Another challenge is finding, acquiring, and deploying analytical tools, including those using artificial intelligence and machine learning, that can sift through Tbytes of data to uncover the incidents and trends that require further attention.
Telemetry often relies on software agents running on the source systems to gather the data. In other cases, the source would be an application programming interface (API) to an application or monitoring tool. Connectors then manage the flow of data to multiple destinations and convert it to the protocols and data formats used by various analytical tools. Telemetry data also requires a storage site. This might be a data lake, a time-series database, or a security information and event management (SIEM) system.
Given the wide variety of sources of telemetry data, it can be useful to look for tools that comply with the OpenTelemetry Protocol, which describes the encoding, transport, and delivery mechanism of telemetry data between telemetry sources and destinations.
One such tool is Cribl Stream – a vendor-agnostic observability pipeline. It provides out-of-the-box integrations between more than 80 pairs of data sources and integration tools, as well as data stores. It also allows organizations to convert data from one format to another on the fly. That means the data is ready for real-time analytics when it arrives at its destination.
Organizations can easily add new data sources such as data lakes and new destinations such as AI analytics tools using a drag-and-drop interface. Cribl Stream can cope with even the heaviest data loads, having been tested with volumes of more than 20Pbytes per day. Monitoring tools make it easy to assure the right data is reaching the right destination.

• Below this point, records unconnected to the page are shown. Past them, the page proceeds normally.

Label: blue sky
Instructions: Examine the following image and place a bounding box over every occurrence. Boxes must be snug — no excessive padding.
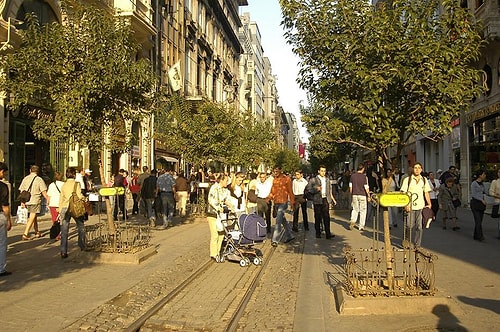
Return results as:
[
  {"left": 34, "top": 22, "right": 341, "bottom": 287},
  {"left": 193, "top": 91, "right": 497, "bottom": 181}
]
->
[{"left": 240, "top": 0, "right": 307, "bottom": 142}]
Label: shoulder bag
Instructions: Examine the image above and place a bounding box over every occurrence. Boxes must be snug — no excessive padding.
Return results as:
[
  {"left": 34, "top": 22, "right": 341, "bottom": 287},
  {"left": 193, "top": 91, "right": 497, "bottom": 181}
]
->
[{"left": 68, "top": 182, "right": 86, "bottom": 218}]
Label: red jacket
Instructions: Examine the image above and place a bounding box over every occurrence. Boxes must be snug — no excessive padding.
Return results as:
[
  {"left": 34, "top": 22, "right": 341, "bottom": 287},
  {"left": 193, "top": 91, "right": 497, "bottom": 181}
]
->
[{"left": 269, "top": 174, "right": 295, "bottom": 205}]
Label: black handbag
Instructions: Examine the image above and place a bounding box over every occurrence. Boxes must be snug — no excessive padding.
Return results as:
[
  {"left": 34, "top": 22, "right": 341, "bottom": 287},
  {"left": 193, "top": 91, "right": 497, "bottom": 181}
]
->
[
  {"left": 491, "top": 204, "right": 500, "bottom": 218},
  {"left": 470, "top": 198, "right": 486, "bottom": 211}
]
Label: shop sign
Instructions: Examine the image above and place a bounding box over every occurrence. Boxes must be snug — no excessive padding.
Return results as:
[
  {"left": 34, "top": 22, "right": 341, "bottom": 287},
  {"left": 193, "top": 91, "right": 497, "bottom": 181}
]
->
[
  {"left": 466, "top": 103, "right": 500, "bottom": 124},
  {"left": 379, "top": 192, "right": 410, "bottom": 207},
  {"left": 99, "top": 187, "right": 125, "bottom": 196}
]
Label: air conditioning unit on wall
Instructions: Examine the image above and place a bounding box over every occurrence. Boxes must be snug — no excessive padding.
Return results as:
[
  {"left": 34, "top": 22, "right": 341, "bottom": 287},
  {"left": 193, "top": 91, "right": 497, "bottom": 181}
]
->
[{"left": 68, "top": 151, "right": 78, "bottom": 167}]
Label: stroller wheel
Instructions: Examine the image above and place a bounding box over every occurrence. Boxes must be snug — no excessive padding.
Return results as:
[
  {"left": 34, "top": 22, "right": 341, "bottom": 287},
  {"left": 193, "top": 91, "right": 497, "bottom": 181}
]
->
[{"left": 253, "top": 257, "right": 262, "bottom": 265}]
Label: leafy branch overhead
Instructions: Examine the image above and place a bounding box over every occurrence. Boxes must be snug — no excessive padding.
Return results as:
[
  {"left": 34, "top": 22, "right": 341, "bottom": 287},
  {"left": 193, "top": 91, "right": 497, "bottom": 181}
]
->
[
  {"left": 280, "top": 0, "right": 482, "bottom": 163},
  {"left": 155, "top": 95, "right": 275, "bottom": 166},
  {"left": 0, "top": 2, "right": 156, "bottom": 151}
]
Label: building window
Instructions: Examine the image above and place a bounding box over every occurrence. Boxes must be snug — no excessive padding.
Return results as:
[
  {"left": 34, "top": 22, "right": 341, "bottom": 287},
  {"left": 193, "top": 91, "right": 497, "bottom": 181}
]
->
[{"left": 483, "top": 65, "right": 493, "bottom": 96}]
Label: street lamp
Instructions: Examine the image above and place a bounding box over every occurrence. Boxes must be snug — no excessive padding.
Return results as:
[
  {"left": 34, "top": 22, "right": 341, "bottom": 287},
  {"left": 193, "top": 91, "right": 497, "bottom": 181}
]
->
[{"left": 0, "top": 17, "right": 24, "bottom": 52}]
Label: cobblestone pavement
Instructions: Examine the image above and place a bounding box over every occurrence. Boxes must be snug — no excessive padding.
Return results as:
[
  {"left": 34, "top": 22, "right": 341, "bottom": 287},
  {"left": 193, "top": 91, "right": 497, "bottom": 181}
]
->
[{"left": 237, "top": 228, "right": 304, "bottom": 331}]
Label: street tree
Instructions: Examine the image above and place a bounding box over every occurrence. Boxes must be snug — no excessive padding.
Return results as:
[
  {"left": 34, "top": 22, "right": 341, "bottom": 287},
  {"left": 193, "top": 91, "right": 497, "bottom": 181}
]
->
[
  {"left": 155, "top": 94, "right": 274, "bottom": 170},
  {"left": 280, "top": 0, "right": 482, "bottom": 287},
  {"left": 280, "top": 0, "right": 482, "bottom": 166},
  {"left": 0, "top": 1, "right": 157, "bottom": 233}
]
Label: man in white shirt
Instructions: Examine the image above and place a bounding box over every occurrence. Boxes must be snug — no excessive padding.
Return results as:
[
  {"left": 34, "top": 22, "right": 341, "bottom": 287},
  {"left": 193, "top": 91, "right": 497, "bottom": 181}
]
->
[
  {"left": 255, "top": 172, "right": 273, "bottom": 234},
  {"left": 292, "top": 169, "right": 309, "bottom": 232}
]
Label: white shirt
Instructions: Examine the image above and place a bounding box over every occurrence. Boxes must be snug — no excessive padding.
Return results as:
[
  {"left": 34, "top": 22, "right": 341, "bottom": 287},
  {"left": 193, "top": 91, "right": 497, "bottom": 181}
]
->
[
  {"left": 318, "top": 175, "right": 326, "bottom": 198},
  {"left": 47, "top": 181, "right": 64, "bottom": 207},
  {"left": 255, "top": 176, "right": 273, "bottom": 198},
  {"left": 427, "top": 179, "right": 441, "bottom": 199},
  {"left": 292, "top": 177, "right": 307, "bottom": 195}
]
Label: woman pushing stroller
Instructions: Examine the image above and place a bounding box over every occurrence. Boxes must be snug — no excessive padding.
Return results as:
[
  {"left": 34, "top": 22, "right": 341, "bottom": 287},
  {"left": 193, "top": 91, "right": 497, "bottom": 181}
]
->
[{"left": 207, "top": 173, "right": 231, "bottom": 262}]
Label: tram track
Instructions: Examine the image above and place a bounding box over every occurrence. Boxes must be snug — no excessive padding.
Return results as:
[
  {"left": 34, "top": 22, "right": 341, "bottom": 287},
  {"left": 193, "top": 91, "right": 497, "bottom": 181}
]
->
[{"left": 125, "top": 244, "right": 275, "bottom": 332}]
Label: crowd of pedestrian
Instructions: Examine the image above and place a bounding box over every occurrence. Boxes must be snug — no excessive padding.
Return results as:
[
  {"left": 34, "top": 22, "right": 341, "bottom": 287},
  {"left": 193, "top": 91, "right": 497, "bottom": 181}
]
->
[{"left": 0, "top": 162, "right": 500, "bottom": 276}]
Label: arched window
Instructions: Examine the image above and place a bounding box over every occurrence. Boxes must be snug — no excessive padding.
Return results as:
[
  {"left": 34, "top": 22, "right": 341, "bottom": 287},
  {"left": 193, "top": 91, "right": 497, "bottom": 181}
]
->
[
  {"left": 16, "top": 0, "right": 58, "bottom": 29},
  {"left": 483, "top": 65, "right": 493, "bottom": 96}
]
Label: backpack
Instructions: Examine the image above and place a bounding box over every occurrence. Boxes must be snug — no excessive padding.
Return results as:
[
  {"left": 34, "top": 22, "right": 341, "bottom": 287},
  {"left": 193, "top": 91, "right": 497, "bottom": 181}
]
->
[
  {"left": 68, "top": 182, "right": 86, "bottom": 218},
  {"left": 17, "top": 176, "right": 37, "bottom": 203},
  {"left": 304, "top": 178, "right": 316, "bottom": 201}
]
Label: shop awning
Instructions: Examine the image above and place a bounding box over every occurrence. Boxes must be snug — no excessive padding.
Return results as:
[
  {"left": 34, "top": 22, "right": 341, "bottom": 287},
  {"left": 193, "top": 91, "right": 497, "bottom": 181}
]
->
[{"left": 158, "top": 156, "right": 179, "bottom": 163}]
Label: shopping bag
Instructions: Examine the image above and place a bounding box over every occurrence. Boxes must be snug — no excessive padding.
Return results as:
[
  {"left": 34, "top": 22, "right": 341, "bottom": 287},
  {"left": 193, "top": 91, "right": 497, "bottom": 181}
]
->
[
  {"left": 491, "top": 204, "right": 500, "bottom": 218},
  {"left": 16, "top": 205, "right": 29, "bottom": 225}
]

These features, and more, make it easier to convert the raw material of telemetry data into insights that help keep the business running.
The move to the cloud, mobile-first computing, and pandemic-driven remote working have made IT infrastructure more critical. But it has also made it complex and distributed. When manual troubleshooting is no longer enough, telemetry is the first step towards the observability required to proactively assure quality service to customers, employees, and business partners.